My favourite types of alexandrines are the ones with a diaeresis in each hemistich because saying them normally feels like walking down the street, while saying them as an alexandrine feels like doing a figure skating routine (e.g. in Racine, “La nation chérie a violé sa foi”); the ones with an AB-BA structure (“Et le fuyant sans cesse incessamment le suit”), the ones with a ternary structure (“Je suis le ténébreux, le veuf, l’inconsolé”, “Je renonce à la Grèce, à Sparte, à ton empire”) and the ones where 1 word sprawls over an entire hemistich (“Voluptueusement dans cette paix profonde...”).

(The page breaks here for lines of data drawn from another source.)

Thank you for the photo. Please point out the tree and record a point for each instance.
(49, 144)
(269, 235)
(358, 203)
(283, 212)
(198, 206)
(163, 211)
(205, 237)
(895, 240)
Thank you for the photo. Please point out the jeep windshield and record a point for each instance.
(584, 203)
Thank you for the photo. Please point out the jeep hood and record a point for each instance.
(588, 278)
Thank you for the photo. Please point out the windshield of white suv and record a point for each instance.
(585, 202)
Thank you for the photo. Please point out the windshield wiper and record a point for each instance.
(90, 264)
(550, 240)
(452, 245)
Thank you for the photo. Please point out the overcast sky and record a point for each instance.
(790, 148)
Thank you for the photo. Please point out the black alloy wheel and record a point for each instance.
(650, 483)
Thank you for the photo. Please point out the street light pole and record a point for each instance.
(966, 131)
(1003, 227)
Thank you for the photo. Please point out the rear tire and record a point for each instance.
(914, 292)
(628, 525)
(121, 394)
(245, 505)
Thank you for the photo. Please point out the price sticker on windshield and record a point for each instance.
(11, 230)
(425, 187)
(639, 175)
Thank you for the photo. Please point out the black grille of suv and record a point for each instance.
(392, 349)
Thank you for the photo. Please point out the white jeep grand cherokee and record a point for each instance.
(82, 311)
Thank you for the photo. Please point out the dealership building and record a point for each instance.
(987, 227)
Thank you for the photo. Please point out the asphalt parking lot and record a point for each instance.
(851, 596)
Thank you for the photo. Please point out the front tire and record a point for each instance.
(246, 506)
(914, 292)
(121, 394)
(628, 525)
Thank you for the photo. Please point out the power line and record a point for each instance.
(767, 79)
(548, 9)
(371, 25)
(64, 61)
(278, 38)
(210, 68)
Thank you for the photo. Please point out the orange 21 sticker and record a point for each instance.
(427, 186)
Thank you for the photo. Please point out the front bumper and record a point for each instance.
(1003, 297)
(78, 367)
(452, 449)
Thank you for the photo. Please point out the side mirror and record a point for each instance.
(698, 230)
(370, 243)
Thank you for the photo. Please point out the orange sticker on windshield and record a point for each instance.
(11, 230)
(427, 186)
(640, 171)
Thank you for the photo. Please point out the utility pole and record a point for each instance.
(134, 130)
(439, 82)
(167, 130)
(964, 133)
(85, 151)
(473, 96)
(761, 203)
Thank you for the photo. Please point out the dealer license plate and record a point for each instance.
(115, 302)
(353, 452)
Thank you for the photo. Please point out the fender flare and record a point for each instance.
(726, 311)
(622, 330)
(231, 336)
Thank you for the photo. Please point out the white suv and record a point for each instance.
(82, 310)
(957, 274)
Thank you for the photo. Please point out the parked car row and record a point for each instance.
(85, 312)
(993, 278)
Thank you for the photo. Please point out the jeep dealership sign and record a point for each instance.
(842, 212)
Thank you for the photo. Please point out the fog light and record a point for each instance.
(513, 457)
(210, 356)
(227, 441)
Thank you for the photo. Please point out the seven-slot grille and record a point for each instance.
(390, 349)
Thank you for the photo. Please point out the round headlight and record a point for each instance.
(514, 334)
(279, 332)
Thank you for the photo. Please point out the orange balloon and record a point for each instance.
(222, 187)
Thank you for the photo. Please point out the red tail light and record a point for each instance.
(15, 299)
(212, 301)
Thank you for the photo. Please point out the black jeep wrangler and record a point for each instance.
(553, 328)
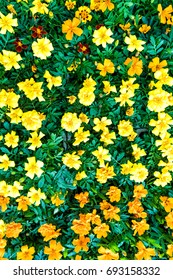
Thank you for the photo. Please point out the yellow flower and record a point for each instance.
(13, 230)
(10, 59)
(33, 167)
(35, 140)
(139, 191)
(14, 189)
(158, 100)
(15, 115)
(71, 27)
(101, 230)
(102, 36)
(165, 14)
(140, 227)
(108, 88)
(81, 226)
(83, 117)
(39, 7)
(72, 160)
(106, 67)
(125, 98)
(125, 27)
(2, 228)
(80, 175)
(156, 64)
(105, 173)
(143, 252)
(135, 66)
(56, 200)
(11, 9)
(138, 172)
(169, 251)
(101, 124)
(114, 194)
(4, 188)
(70, 4)
(144, 28)
(42, 48)
(125, 128)
(102, 154)
(162, 124)
(133, 43)
(107, 254)
(35, 196)
(71, 99)
(130, 111)
(163, 77)
(32, 89)
(23, 203)
(25, 253)
(137, 152)
(4, 201)
(9, 98)
(31, 120)
(53, 250)
(83, 13)
(52, 81)
(6, 23)
(82, 198)
(163, 178)
(48, 231)
(106, 4)
(107, 136)
(11, 139)
(86, 96)
(81, 243)
(70, 122)
(169, 220)
(167, 203)
(5, 163)
(81, 136)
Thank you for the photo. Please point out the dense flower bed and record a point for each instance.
(86, 146)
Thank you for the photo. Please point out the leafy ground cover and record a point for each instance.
(86, 146)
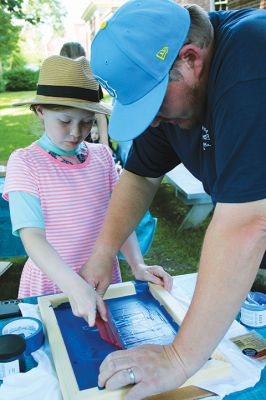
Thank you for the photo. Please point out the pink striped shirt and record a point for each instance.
(74, 200)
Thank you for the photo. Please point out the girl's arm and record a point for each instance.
(82, 296)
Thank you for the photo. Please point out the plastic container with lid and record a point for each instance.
(12, 348)
(253, 310)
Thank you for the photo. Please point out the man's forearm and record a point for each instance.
(232, 251)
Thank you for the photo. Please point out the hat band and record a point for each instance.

The worst alexandrines imo are the ones that force you to acknowledge how many tiny grammatical bricks are involved in the building of a French sentence. Orally we tend to squish them together so we can forget about them but the merciless alexandrine will demand that you mortify yourself pronouncing all of them, e.g. “O nuit, qu’est-ce que c’est que ces guerriers livides ?” (thank you Victor Hugo for this ignominy) (<- here’s an alexandrine), or “Si ce que je te dis ne se dit pas ainsi”... “Ce que je te (...) ne se” is a horrible succession of words by poetical standards but wait I’ve got worse!
Tu m’as pris mon trésor et t’étonnes tout bas De ce que je ne te le redemande pas
“De ce que je ne te le”—see? French at its Frenchest.